The heavy hitters were the Troy Lee Designs A1 Reflex, Sweet Bushwhacker MIPS and the POC Trabec Race MIPS, each scoring five points. At 331 grams, the Troy Lee Designs was the second heaviest helmet. With thick webbing, extensive surface space, a sturdy plastic retention strap and generous padding, it is not a helmet for the weight-conscious cyclist. The POC , with its generous head coverage, sturdy straps and MIPS liner weighed in at 327 grams. But the heaviest of them all was the Sweet, which tipped the scales at 365 grams. Though despite this weight, it felt surprisingly light on our tester’s head.
A helmet is the one piece of equipment that cyclist should never scrimp on. It’s the protective layer between the skull and either the ground or trail objects, and can be the dividing line between a severe or life-ending injury and enjoying many years of riding.
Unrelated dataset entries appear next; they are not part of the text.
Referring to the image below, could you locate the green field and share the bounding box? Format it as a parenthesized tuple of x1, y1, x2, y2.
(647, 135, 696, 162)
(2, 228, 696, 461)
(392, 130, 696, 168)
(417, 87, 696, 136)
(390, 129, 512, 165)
After riding with five different mountain bike helmets, our tester ultimately selected the Specialized Ambush as the Best in Class due to its bang for the buck. At $180, it offers outstanding head coverage, a generous sun visor and superior ventilation, the best of all the helmets in the test. On the opposite end of the price spectrum were the MIPS-equipped Trabec Race and Bushwhacker which each cost $230. So how important is MIPS? As our tester did not test impact, it’s difficult to say. But with MIPS-equipped helmets on the market priced well under $100, the pro-MIPS, cost-conscious cyclist certainly has options.
A key feature of the Ambush that helped contribute to it score was the visor, which was the most impressive of all the helmets tested. It measures 4 inches in length from the longest point in the center and offers the most sun shading as well as the widest range of adjustability thanks to a channel of micro-notches in the visor’s center that allow for adjustments via a series of micro-clicks for best position. Most often, this range of adjustability is only seen on downhill helmets, which the Ambush is definitely not. The only point of contention our tester found with the Ambush was the unadjustable Tri-Fix web splitter. Although its factory setting fit our tester very well, that might not be the case for others.
Our tester focused entirely on the helmet’s comfort and fit, and all the elements that contribute to comfort and fit, such as ventilation and weight. Features were also considered, such as the helmet’s capacity to protect the cyclist’s head upon impact. Our tester did not test a helmet’s impact protection. The helmets were tested while riding on asphalt, gravel, and singletrack in and around Minnesota on days with temperatures ranging from the low 40 to the mid-70s and on distances that ranged from 6 miles to 56 miles.